Advanced

Evaluating and Optimizing LLM Agents

Measure agent quality and move from custom metrics to production observability dashboards.

Table of Contents

  1. Course Overview
  2. Key Technologies
  3. Prerequisites and Installation
  4. Module 1 — Measuring Agent Quality
  5. Module 2 — From Custom Metrics to Production Dashboards
  6. Overall Pipeline Architecture
  7. Best Practices
  8. Common Challenges and Solutions

Course Overview

This course covers essential techniques for evaluating and optimizing LLM (Large Language Model) agents in production environments, focusing on performance, reliability, and cost-effectiveness.

What You Will Learn

  • Evaluate LLM agents with industry-standard tools (G-Eval, DeepEval, LangSmith)
  • Apply comprehensive metrics for quality, cost, and latency evaluation
  • Build custom evaluation tests and benchmarks
  • Optimize agent performance for real production deployment
  • Set up monitoring and observability for LLM agents

Course Structure

Module 1: Measuring Agent Quality         (23m 7s)
 ├── Clip 1: Why and What to Measure
 └── Clip 2: Advanced Evaluation with G-Eval and DeepEval

Module 2: From Custom Metrics to Production Dashboards  (19m 49s)
 ├── Clip 1: Task-specific Testing and Open-RAG-Eval
 └── Clip 2: Holistic Tuning + LangSmith Observability

Key Technologies

ToolRole
DeepEvalReal-time evaluation framework (relevance, hallucination)
G-EvalLLM-as-a-Judge method (GPT-4o as judge)
Open-RAG-EvalCustom evaluation for RAG pipelines
LangSmithObservability, traces, costs, and production metrics
LangChainFramework for LLM applications
StreamlitWeb interface for interactive demos
ChromaVector database for embeddings
OpenAI APIGPT models and embeddings

Prerequisites and Installation

git clone https://github.com/example/Evaluate-Optimize-LLM-Agents.git
cd Evaluate-Optimize-LLM-Agents

python -m venv venv
source venv/bin/activate  # Windows: venv\Scripts\activate

pip install -r requirements.txt

API Keys Configuration

OPENAI_API_KEY=your_openai_api_key_here
LANGCHAIN_API_KEY=your_langsmith_api_key_here
LANGCHAIN_TRACING_V2=true
LANGCHAIN_PROJECT=your_project_name

Never commit API keys to version control.
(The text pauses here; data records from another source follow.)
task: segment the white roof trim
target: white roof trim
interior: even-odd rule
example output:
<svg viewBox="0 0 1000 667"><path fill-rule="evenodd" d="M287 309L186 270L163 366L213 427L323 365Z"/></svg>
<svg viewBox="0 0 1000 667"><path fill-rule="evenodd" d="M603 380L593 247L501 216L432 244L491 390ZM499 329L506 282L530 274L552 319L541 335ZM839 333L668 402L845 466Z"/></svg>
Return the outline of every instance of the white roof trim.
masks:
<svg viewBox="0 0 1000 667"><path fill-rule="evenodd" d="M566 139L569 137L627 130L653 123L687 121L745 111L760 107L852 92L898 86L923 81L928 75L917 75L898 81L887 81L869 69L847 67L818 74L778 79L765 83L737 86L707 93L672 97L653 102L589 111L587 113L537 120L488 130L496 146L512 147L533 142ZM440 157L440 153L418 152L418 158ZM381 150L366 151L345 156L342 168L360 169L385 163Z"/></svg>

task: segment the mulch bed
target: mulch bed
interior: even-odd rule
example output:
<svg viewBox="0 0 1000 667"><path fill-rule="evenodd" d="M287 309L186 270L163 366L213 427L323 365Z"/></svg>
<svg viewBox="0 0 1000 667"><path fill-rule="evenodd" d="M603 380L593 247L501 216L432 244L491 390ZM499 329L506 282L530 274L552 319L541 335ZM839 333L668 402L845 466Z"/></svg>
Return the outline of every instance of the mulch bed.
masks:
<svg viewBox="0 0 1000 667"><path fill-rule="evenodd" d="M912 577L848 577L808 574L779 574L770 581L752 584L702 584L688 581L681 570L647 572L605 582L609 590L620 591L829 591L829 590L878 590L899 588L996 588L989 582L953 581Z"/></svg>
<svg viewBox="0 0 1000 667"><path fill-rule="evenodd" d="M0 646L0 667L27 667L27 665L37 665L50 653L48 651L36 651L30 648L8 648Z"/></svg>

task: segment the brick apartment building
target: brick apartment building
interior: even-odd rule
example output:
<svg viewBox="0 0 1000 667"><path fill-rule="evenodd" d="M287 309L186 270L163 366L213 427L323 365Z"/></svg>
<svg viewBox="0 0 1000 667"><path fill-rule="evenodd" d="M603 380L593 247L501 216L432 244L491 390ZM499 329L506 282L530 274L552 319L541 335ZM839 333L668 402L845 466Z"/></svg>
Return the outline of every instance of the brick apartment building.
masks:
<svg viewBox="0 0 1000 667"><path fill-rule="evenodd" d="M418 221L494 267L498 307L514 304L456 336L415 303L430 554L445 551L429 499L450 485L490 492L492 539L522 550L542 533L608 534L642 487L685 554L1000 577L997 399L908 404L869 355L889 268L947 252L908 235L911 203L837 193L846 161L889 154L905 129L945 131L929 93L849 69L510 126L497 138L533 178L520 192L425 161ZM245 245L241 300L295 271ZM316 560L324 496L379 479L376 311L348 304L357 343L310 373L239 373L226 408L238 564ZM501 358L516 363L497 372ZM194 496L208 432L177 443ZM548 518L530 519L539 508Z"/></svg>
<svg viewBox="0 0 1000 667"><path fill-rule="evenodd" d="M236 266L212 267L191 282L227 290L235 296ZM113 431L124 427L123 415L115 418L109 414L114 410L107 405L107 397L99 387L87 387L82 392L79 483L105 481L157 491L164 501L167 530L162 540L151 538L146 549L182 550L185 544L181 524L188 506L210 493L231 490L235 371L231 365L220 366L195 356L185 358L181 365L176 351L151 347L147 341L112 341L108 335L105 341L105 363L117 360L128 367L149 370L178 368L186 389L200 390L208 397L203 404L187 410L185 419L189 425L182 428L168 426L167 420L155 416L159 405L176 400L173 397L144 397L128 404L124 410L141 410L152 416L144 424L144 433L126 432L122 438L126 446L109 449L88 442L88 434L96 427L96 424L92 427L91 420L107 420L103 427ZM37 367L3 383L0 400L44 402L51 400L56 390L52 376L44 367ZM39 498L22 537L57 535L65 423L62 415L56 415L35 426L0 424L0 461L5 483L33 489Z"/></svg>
Always use environment variables.


Module 1 — Measuring Agent Quality

1.1 Why and What to Measure

5 essential reasons to evaluate:

  1. Trust, quality, and adoption are directly linked — no trust → no usage → no value
  2. LLMs are probabilistic by nature — results vary even with excellent prompts
  3. “You can’t optimize what you don’t measure” — without metrics, you guess instead of guide
  4. Hallucinations and off-topic responses quickly erode credibility
  5. Evaluation creates a feedback loop to detect regressions and continuously improve

Key Metrics to Measure

MetricDescription
RelevanceDoes the response directly address the question?
CorrectnessIs the content factually correct?
Hallucination rateHow often does the agent invent facts?
Contextual fitIs the response supported by the retrieved context?

Evaluation Approach Comparison

graph LR
    subgraph Traditional Methods
        A[BLEU] --> D[Token overlap comparison]
        B[ROUGE] --> D
    end
    subgraph Semantic Methods
        E[Vector Embeddings] --> F[Cosine Similarity]
    end
    subgraph LLM-as-a-Judge
        G[G-Eval / GPT-4o] --> H[Score 1-10 + Explainable rationale]
    end
ApproachStrengthsWeaknesses
BLEU/ROUGE/F1Fast, reproducible, no LLM neededDoesn’t capture LLM creative variability
Semantic embeddingsCompares meaning, not just tokensNot always aligned with human judgment
LLM-as-a-Judge (G-Eval)Scalable, explainable, no reference labels neededDepends on another LLM, additional cost

1.2 Demo — DeepEval Integration

pip install deepeval
from deepeval import evaluate
from deepeval.test_case import LLMTestCase
from deepeval.metrics import AnswerRelevancyMetric, HallucinationMetric

def evaluate_response(prompt, answer, retriever):
    context_docs = retriever.invoke(prompt)
    context_chunks = [doc.page_content for doc in context_docs]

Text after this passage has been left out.